Comment une telle chose a-t-elle pu se produire alors que l’on connaît bien la résistance antédiluvienne de l’État à nous l’accorder ? C’est ce que ce bouquin nous relate.
Écrit par les deux principaux protagonistes, le livre ne se contente pas de relater ce qu’ils vécurent tout au long de cette démarche, mais également comment elle s’inscrit à l’intérieur d’un long processus de libération des gais et lesbiennes débuté dans les années 60.
On y retrouve également les réactions épidermiques que leur démarche suscita avant, pendant et après le mariage, au niveau politique, journalistique, légal, religieux ainsi que dans la société en général.
Les deux hommes partagent également leur évolution, sur une base commune ainsi qu’individuelle, au niveau de l’affirmation publique de l’amour qu’ils ressentaient l’un pour l’autre. Par exemple, l’anxiété et la fébrilité inhérente au premier baiser échangé en public, à la sortie du métro, alors qu’ils se séparent pour se rendre à leur lieu de travail respectif. Le tout rend l’ensemble beaucoup plus humain sans jamais sombrer dans le mélo.
Comment ont-ils obtenu leur certificat de mariage ? Eh bien, de façon assez surprenante, non pas en contournant ou en contestant la loi, mais bien en utilisant sciemment cette dernière.
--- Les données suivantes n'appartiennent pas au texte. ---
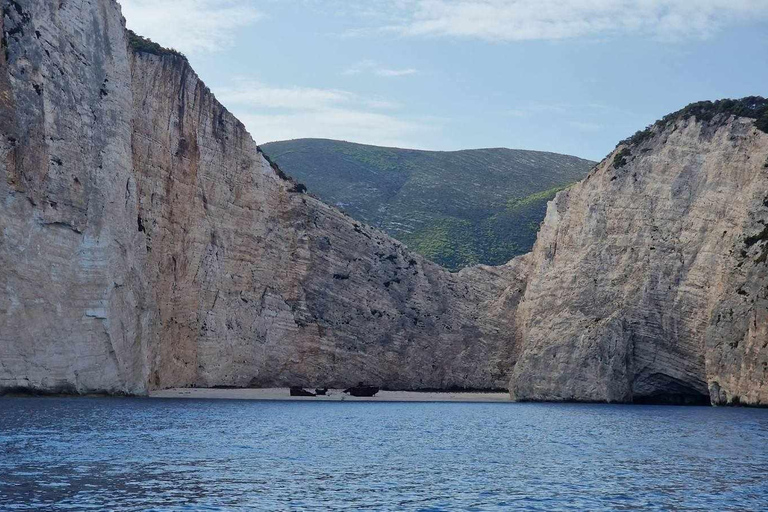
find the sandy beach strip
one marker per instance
(334, 395)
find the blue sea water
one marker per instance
(151, 454)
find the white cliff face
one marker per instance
(70, 308)
(147, 242)
(643, 286)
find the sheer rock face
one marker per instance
(147, 243)
(72, 314)
(649, 280)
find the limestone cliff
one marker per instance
(649, 280)
(146, 241)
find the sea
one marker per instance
(213, 455)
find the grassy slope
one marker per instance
(456, 208)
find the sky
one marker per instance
(569, 76)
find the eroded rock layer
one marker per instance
(649, 280)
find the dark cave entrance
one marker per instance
(660, 389)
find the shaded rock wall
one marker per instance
(147, 242)
(649, 280)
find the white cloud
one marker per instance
(337, 123)
(191, 26)
(370, 66)
(278, 113)
(586, 127)
(518, 20)
(258, 95)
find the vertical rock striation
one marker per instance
(148, 243)
(650, 275)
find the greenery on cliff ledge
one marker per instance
(456, 208)
(753, 107)
(145, 45)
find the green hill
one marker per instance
(457, 208)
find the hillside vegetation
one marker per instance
(456, 208)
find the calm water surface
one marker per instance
(142, 454)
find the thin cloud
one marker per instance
(520, 20)
(191, 26)
(370, 66)
(278, 113)
(337, 123)
(255, 94)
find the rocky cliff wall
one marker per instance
(147, 242)
(649, 280)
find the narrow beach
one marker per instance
(334, 395)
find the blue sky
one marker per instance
(570, 76)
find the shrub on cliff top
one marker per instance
(753, 107)
(145, 45)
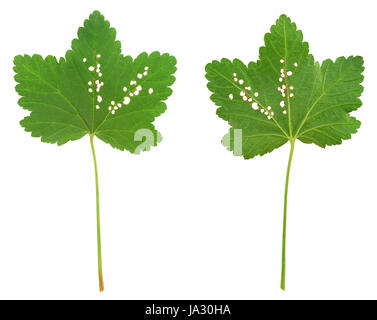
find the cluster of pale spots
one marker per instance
(96, 80)
(134, 87)
(285, 89)
(247, 95)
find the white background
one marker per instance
(187, 220)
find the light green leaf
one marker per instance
(62, 108)
(285, 96)
(316, 99)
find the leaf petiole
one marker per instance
(100, 275)
(282, 282)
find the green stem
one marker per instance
(100, 277)
(282, 283)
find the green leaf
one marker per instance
(56, 91)
(316, 99)
(98, 91)
(285, 96)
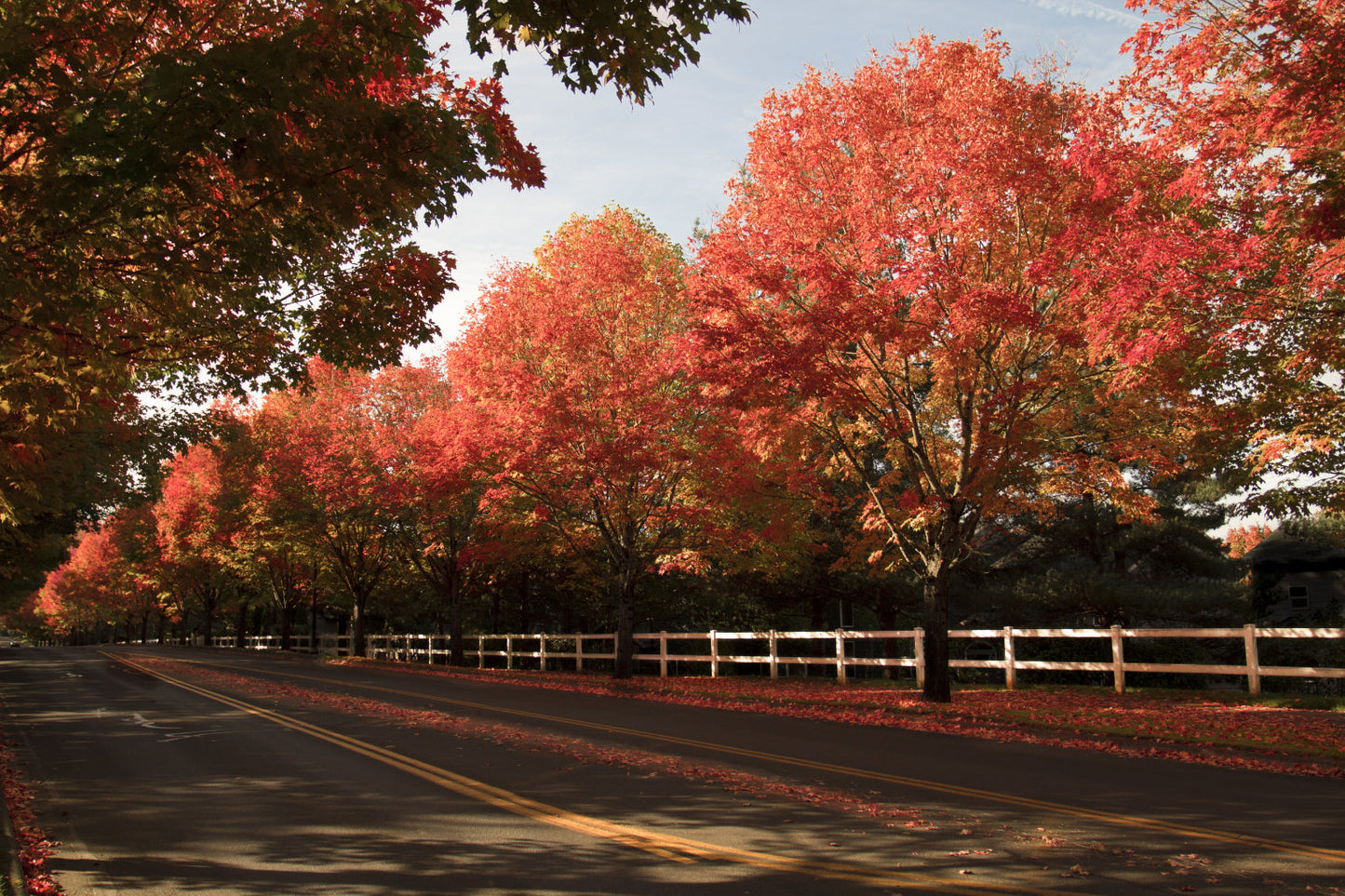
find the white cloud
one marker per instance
(1088, 9)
En l’occurrence, les lois de l’Ontario portant sur le mariage sont à l’effet que si une église publie des bancs pendant trois semaines consécutives et qu’ils ne sont pas contestés, un certificat de mariage est automatiquement émis par le gouvernement.
Évidemment, dans le cas qui nous occupe, la Metropolitan Community Church de Toronto (MCC) était très consciente de ce qu’elle faisait et entendait donc bien soutenir Kevin et Joe dans leur démarche, même si cela implique de se rendre jusqu’en Cour suprême pour faire reconnaître la légalité de leur union. Il faut également savoir qu’un certificat de mariage émis dans une province est automatiquement reconnu dans toutes les autres.
Le gouvernement fédéral et le gouvernement ontarien ne l’entendent toutefois pas de cette oreille, mais se retrouvent, pour ainsi dire, avec une patate chaude entre les mains. Ils ont manifesté leur intention de contester la validité de ce mariage, mais en agissant ainsi, ils s’ingèrent de façon importante dans les pouvoirs dévolus à l’Église de célébrer un mariage. Une incursion que n’a encore jamais osé faire aucun des paliers de gouvernement.
La MCC se retrouverait donc à son tour en droit de contester une telle ingérence de la part du gouvernement en l’articulant sous l’angle de la liberté de culte qui lui est garantie par les différentes chartes des droits et libertés. Bref, un beau méli-mélo dans lequel, pour une fois, l’Église a le beau rôle (enfin, la MCC plus précisément).
Une lecture agréable qui permet de pénétrer en douceur dans les arcanes politiques, légales et religieuses de ce qui constitue sans nul doute l’un des plus grands défis qui attend la communauté gaie au cours des prochaines années. La reconnaissance du droit au mariage: l’un des derniers bastions d’intolérance et de discrimination subsistant encore ouvertement dans nos sociétés.
Just Married : Gay Marriage and the Expansion of Human Rights / Kevin Bourassa & Joe Varnell. Toronto : Doubleday, 2002. 280p.